Oratoire de Théodulf à Germigny-des-Prés (Loiret) : la mosaïque de l'absideInformationsInformations[6]
Evangéliaire de LorschInformationsInformations[7]
Evangéliaire de LorschInformationsInformations[8]
  1. Jean Damascène (v. 676-749)

    Né dans une famille arabe chrétienne de Damas, Jean Mansûr fait partie du milieu des notables lettrés. Il entre d'abord au service du calife omeyyade. Lors du premier iconoclasme, il s'oppose aux positions de l'empereur byzantin et prend la plume pour défendre l'usage des images dans le culte. Devant la vindicte du pouvoir byzantin, il choisit de se retirer du monde pour se faire moine, sans cesser un combat actif contre l'iconoclasme. Philosophe, théologien, il est l'auteur du De fide orthodoxa, qui devient une référence centrale dans la Chrétienté grecque. Figure respectée de l'intelligentsia, il combat activement l'islam sur le plan doctrinal, en définissant cette religion comme une hérésie du christianisme, mais il ne perd pas l'estime des élites musulmanes : à sa mort en 749, il est enterré dans une mosquée. Le concile de Hiéreia (754) le déclare anathème, mais l'Eglise catholique romaine fait de lui un docteur de l'Eglise (1890).

  2. Adrien Ie (m. 795)

    Pape de 772 à 795. Face à la menace lombarde, il choisit de se détourner de la tutelle impériale de Constantinople et appelle Charlemagne à lui venir en aide. L'expédition franque se termine par la prise de la capitale lombarde, Pavie, Charlemagne ceignant lui-même la couronne italienne. Adrien Ier se voit reconnaître par le pouvoir carolingien la possession du duché de Spolète et de la ville de Pérouse, agrandissant ainsi les Etats Pontificaux.

  3. Carolingiens

    La période des VIIIe et IXe siècles est marquée dans la Chrétienté latine par la domination du royaume des Francs, entité politique stable et puissante. Le règne de Charlemagne constitue une sorte d'apogée : prince chrétien, protecteur du pape, défenseur de l'Eglise contre les « infidèles », il regroupe sous son autorité les terres des Gaules, de Germanie et d'Italie. Son couronnement impérial à Rome, le jour de Noël 800, vient consacrer cette domination. Première reprise du titre en Europe depuis 476, il marque la renaissance du monde latin comme force politique, militaire et économique. Cette domination politique et militaire se manifeste aussi par un essor intellectuel, spirituel et artistique sans précédent (« Renaissance carolingienne »). Le renom du souverain est tel qu'il laisse son nom à la dynastie (Carolus/carolingien) bien qu'il n'en soit pas le fondateur.

  4. Charlemagne (v. 745-814) :

    Carolus Magnus, dit Charlemagne, souverain du royaume des Francs de 768 à 814, empereur de 800 à 814. A la mort de son père, Pépin III dit le Bref, il accède au pouvoir et écarte rapidement son frère pour gouverner seul. Bien qu'il n'en soit pas le fondateur, il laisse son nom à la dynastie carolingienne, en raison du prestige associé à sa personne et à son règne. Par la conquête (Bavière, Italie, Saxe, Catalogne), il étend considérablement le royaume qu'il entreprend d'organiser autour de la cour royale, bientôt fixée à Aix-la-Chapelle. Le couronnement impérial à Rome du 25 décembre 800 consacre la renaissance d'un Empire chrétien en Occident. Ce choix politique s'inscrit dans une période de renaissance culturelle, marquée par l'essor des Arts et des Lettres. A sa mort, en 814, Charlemagne laisse à son fils, Louis dit le Pieux, un Empire prospère, capable de rivaliser avec l'Empire Byzantin.
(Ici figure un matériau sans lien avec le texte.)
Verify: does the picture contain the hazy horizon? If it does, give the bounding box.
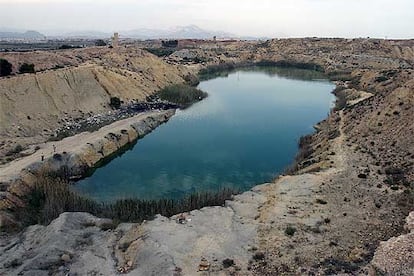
[0,0,414,38]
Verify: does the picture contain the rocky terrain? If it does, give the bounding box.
[0,47,189,163]
[0,38,414,275]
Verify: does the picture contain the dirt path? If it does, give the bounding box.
[0,111,171,183]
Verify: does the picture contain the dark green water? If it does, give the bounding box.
[75,68,334,201]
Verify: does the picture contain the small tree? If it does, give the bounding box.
[95,39,106,46]
[0,58,12,77]
[19,63,35,74]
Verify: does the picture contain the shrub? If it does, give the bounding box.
[285,225,296,236]
[0,58,12,77]
[6,144,24,156]
[158,84,207,107]
[19,63,35,74]
[144,48,174,57]
[223,259,234,268]
[15,174,237,225]
[95,39,106,46]
[316,198,327,205]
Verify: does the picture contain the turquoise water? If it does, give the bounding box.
[75,68,334,201]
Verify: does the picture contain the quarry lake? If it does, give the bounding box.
[74,68,335,201]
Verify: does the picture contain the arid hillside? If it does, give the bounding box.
[0,38,414,275]
[0,47,188,162]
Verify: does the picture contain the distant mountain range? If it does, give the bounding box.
[120,25,236,39]
[0,25,266,40]
[0,31,46,40]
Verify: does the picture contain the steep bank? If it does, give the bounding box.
[0,39,414,275]
[0,48,188,163]
[0,110,175,227]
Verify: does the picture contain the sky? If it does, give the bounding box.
[0,0,414,38]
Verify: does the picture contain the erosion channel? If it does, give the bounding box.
[74,67,334,202]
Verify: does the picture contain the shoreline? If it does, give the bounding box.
[0,109,175,211]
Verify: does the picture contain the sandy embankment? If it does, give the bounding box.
[0,110,175,210]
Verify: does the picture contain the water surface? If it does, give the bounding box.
[75,68,334,201]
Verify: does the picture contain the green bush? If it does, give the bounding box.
[158,84,207,107]
[15,174,238,225]
[0,58,12,77]
[19,63,35,74]
[95,39,106,46]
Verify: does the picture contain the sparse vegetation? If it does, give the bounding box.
[332,86,347,111]
[157,84,207,108]
[19,63,35,74]
[6,144,24,156]
[16,175,238,225]
[316,198,327,205]
[223,259,234,268]
[144,48,175,57]
[285,225,296,236]
[284,134,314,174]
[95,39,106,47]
[0,58,12,77]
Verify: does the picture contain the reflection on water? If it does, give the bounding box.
[76,68,334,201]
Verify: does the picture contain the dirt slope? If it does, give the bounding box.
[0,48,188,162]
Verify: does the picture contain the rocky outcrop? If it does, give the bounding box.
[0,48,188,164]
[0,187,264,275]
[0,110,175,228]
[371,212,414,276]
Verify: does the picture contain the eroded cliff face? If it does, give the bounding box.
[0,48,189,162]
[0,110,175,215]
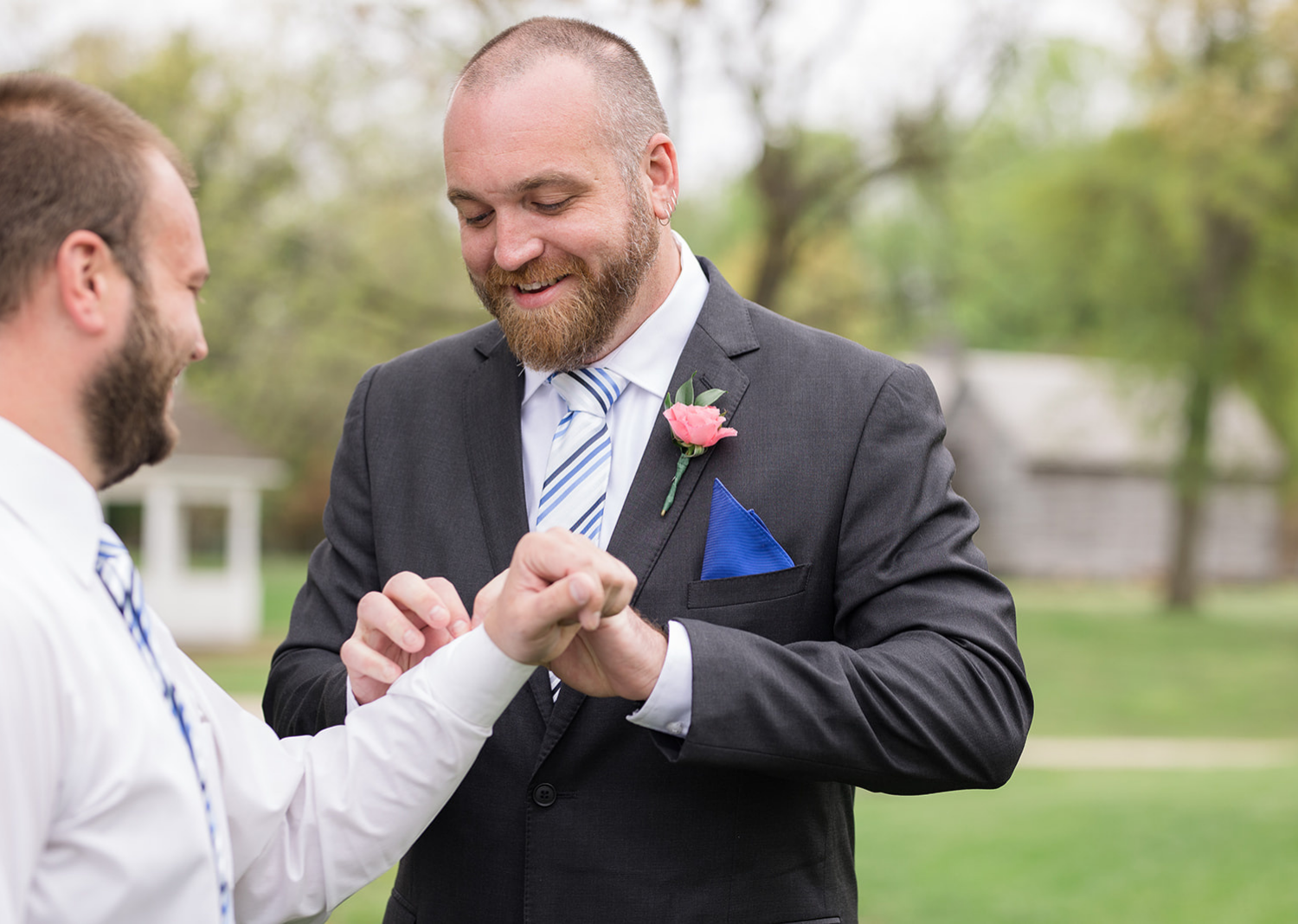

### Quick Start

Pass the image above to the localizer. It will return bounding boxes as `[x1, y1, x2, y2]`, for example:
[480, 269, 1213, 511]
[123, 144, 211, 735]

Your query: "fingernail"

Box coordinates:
[569, 581, 591, 604]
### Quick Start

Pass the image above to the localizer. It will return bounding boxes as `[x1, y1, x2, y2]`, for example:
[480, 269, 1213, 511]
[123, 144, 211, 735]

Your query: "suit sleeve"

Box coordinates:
[675, 366, 1032, 794]
[262, 368, 379, 737]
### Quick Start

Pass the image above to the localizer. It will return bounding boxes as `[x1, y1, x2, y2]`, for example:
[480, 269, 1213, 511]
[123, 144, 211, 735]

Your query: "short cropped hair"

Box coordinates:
[0, 72, 194, 322]
[456, 16, 667, 187]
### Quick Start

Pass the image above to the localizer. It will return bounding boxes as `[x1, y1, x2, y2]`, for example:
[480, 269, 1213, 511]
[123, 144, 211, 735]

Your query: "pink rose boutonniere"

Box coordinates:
[659, 375, 739, 517]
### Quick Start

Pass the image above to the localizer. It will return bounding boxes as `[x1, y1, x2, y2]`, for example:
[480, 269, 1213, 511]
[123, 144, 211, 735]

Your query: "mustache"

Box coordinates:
[483, 256, 587, 288]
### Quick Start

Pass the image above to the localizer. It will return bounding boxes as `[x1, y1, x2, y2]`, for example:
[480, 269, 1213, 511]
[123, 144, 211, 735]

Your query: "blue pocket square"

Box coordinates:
[701, 478, 794, 581]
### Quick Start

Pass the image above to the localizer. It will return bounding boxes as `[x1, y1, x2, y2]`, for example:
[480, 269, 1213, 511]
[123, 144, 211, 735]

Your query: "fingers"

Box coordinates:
[356, 581, 426, 651]
[472, 568, 509, 626]
[513, 529, 636, 617]
[339, 635, 402, 703]
[425, 578, 472, 638]
[474, 529, 636, 664]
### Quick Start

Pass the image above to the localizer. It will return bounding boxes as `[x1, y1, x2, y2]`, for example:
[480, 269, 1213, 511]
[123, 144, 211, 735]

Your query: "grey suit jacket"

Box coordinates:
[265, 261, 1032, 924]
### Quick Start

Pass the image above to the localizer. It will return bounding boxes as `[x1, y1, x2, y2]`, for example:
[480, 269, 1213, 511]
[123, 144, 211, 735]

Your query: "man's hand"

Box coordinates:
[342, 571, 470, 703]
[548, 606, 667, 701]
[474, 529, 636, 664]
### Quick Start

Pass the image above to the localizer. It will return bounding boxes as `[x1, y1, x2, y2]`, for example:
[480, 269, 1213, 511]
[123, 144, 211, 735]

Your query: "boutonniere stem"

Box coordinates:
[659, 375, 739, 517]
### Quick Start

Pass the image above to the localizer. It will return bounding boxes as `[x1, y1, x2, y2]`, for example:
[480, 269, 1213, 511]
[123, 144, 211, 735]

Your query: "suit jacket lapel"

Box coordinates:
[607, 260, 758, 602]
[534, 259, 758, 770]
[464, 329, 555, 732]
[464, 329, 527, 574]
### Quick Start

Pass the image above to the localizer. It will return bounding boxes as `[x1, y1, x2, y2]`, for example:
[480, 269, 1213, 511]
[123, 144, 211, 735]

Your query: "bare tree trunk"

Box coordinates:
[1167, 210, 1254, 613]
[1167, 370, 1215, 612]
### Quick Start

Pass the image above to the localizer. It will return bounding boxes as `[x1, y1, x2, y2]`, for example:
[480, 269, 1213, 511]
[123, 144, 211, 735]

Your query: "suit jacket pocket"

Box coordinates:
[685, 565, 812, 610]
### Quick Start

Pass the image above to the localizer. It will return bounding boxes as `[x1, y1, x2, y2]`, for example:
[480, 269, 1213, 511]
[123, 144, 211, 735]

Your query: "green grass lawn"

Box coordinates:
[857, 768, 1298, 924]
[185, 558, 1298, 924]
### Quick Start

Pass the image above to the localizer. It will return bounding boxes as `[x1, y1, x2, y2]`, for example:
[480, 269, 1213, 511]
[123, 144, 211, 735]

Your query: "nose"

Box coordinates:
[190, 324, 208, 363]
[493, 213, 545, 273]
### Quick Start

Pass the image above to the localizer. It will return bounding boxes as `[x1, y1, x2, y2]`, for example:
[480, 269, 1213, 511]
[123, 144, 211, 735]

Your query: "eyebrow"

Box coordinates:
[447, 170, 588, 202]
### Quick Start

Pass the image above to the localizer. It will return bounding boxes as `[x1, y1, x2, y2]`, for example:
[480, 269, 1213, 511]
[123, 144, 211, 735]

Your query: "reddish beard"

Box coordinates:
[82, 288, 181, 488]
[469, 200, 657, 373]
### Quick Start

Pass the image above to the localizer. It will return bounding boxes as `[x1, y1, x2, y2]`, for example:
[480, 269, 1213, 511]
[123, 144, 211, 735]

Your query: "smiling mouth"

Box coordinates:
[516, 275, 568, 293]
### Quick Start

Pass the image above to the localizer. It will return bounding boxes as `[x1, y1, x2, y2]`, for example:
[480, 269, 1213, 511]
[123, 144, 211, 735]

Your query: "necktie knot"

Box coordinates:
[537, 369, 627, 542]
[549, 368, 627, 418]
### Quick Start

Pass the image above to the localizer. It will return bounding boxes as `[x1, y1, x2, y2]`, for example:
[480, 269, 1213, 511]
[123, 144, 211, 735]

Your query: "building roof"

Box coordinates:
[916, 350, 1285, 480]
[171, 388, 272, 459]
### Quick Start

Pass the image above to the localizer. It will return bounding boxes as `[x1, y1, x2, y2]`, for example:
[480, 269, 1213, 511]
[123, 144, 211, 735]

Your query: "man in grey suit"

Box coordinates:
[265, 18, 1032, 924]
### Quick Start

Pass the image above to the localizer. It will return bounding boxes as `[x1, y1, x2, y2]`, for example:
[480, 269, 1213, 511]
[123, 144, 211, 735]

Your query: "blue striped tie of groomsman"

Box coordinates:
[95, 523, 234, 924]
[537, 369, 627, 544]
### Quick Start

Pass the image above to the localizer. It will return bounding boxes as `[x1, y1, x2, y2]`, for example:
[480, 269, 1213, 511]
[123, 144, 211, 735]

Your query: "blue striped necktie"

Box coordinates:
[537, 369, 627, 544]
[95, 523, 234, 924]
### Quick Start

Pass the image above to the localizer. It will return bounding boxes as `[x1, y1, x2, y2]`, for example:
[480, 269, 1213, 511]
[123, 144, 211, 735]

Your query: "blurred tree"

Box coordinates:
[960, 0, 1298, 610]
[653, 0, 1022, 324]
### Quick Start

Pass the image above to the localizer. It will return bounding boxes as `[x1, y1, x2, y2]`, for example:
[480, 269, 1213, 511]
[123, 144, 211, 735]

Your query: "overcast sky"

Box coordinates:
[0, 0, 1137, 194]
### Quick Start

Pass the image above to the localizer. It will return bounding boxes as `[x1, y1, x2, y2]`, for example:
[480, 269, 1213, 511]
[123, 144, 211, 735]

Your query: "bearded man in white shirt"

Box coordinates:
[0, 74, 635, 924]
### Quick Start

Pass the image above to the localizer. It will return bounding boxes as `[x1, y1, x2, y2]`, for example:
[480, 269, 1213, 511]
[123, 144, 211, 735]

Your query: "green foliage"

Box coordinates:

  5. Théodulfe d'Orléans (v. 755-v. 820)

    Wisigoth né en Espagne, il arrive à la cour de Charlemagne vers 780 et devient rapidement évêque d'Orléans. Dès 804, à la mort d'Alcuin, il devient le conseiller théologique et ecclésiastique de Charlemagne, place qu'il occupe encore sous Louis le Pieux. Mais en 818, accusé de conspiration, il est exilé à Angers où il meurt. Il est l'auteur d'un travail intellectuel de grande ampleur et travaille à la révision du texte biblique entrepris par Alcuin. Auteur de traités de théologie, il serait celui qui supervise et met en forme les libri carolini, réponse carolingienne à la querelle des images. Poète (80 pièces qui lui sont attribuées sont conservées), il témoigne aussi d'une remarquable connaissance des classiques latins.